The Media Industry Has Found A Creative Way To Avoid Backlash Over Its Low-Paid Internships
Critics say unpaid internships unfairly exploit young people and serve as a barrier to entry for people who are not wealthy enough to work for free.
In June 2013, a federal judge even ruled that unpaid internships at the movie studio Fox Searchlight were illegal because the jobs did not provide an educational experience and failed to pay minimum wage. The decision sparked a stream of unpaid intern lawsuits, and publishing giant Condé Nast shut down its internship program four months later.
Perhaps to avoid being associated with these sorts of internship programs, media outlets like The Huffington Post, Gawker, and Buzzfeed have in the past several years launched what they call "fellowships," The New York Times reports.
In academia, fellowships provide graduate students with grants that allow them to pursue research. But in media, The Times reports, the difference between an internship and a fellowship is "largely semantic."

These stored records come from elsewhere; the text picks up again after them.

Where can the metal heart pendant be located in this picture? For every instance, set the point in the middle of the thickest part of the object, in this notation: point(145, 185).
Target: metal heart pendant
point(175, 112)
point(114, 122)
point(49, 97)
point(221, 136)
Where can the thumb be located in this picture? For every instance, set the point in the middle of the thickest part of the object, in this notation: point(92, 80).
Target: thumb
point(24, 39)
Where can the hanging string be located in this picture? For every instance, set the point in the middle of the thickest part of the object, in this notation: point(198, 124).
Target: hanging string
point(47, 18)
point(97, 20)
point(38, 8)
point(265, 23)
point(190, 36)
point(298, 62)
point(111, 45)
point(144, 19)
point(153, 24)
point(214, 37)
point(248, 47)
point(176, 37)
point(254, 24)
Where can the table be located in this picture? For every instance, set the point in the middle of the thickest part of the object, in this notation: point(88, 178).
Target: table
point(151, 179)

For instance, BuzzFeed editor-in-chief Ben Smith tells The Times that the difference between an internship and a fellowship at his site is that while both pay $12 an hour, the fellows follow a "structured curriculum."

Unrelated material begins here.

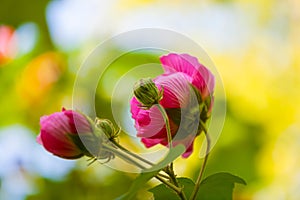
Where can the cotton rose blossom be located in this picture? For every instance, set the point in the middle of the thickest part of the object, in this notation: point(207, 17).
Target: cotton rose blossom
point(59, 132)
point(187, 88)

Meanwhile, at the Huffington Post, fellowships pay just $10 an hour, despite the position's prestigious academic connotations.

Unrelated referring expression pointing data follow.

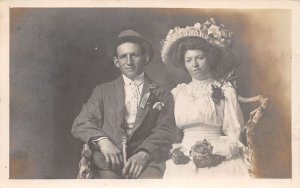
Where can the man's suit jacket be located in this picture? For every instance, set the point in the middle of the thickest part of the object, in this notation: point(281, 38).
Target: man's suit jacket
point(103, 116)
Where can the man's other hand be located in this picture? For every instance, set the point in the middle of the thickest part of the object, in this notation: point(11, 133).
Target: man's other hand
point(113, 155)
point(136, 164)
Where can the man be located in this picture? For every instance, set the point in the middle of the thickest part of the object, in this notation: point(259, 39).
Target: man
point(128, 122)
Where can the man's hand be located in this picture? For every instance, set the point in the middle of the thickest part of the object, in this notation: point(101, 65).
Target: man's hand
point(136, 164)
point(112, 154)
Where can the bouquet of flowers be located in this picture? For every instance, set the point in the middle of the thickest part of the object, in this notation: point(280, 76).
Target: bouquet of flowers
point(202, 155)
point(178, 156)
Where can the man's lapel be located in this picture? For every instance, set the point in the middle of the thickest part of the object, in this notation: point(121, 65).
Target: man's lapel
point(119, 99)
point(142, 112)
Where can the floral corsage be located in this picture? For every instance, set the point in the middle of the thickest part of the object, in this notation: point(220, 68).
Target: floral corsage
point(217, 93)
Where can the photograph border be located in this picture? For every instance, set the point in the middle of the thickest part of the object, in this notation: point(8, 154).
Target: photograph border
point(4, 92)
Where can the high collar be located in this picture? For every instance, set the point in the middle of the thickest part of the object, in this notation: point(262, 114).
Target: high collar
point(138, 80)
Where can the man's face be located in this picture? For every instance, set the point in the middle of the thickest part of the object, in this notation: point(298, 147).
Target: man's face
point(130, 59)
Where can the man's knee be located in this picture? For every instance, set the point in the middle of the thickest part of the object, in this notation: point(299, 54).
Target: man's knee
point(151, 173)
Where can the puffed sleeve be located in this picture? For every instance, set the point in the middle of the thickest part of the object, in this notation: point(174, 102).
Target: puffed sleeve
point(233, 117)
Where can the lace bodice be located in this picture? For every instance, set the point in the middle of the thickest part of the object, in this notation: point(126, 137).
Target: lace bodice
point(194, 104)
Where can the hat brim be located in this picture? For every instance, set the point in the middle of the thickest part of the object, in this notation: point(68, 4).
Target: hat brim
point(112, 52)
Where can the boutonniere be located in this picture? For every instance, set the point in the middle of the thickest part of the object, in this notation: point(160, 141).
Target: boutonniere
point(158, 106)
point(149, 98)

Writing at The Awl, Eric Chiu explains that at many outlets, interns and fellows even share many of the same responsibilities.
"For fellows at outlets like Gawker Media or Grist, responsibilities include fact-checking, researching or writing posts, and production, all on schedules similar to a full-time employee's," he says, describing duties other organizations give to interns.
Even if fellowships do provide more educational opportunities than internships, The Times writes that the positions are not giving young people the stable, full-time, paid jobs many applicants really need.
"I think this question of internship and fellowship ... creates more preliminary levels and hoops to jump through before saying, 'O.K., she's ready for that full-time reporter gig,'" employment attorney David C. Yamada tells The Times.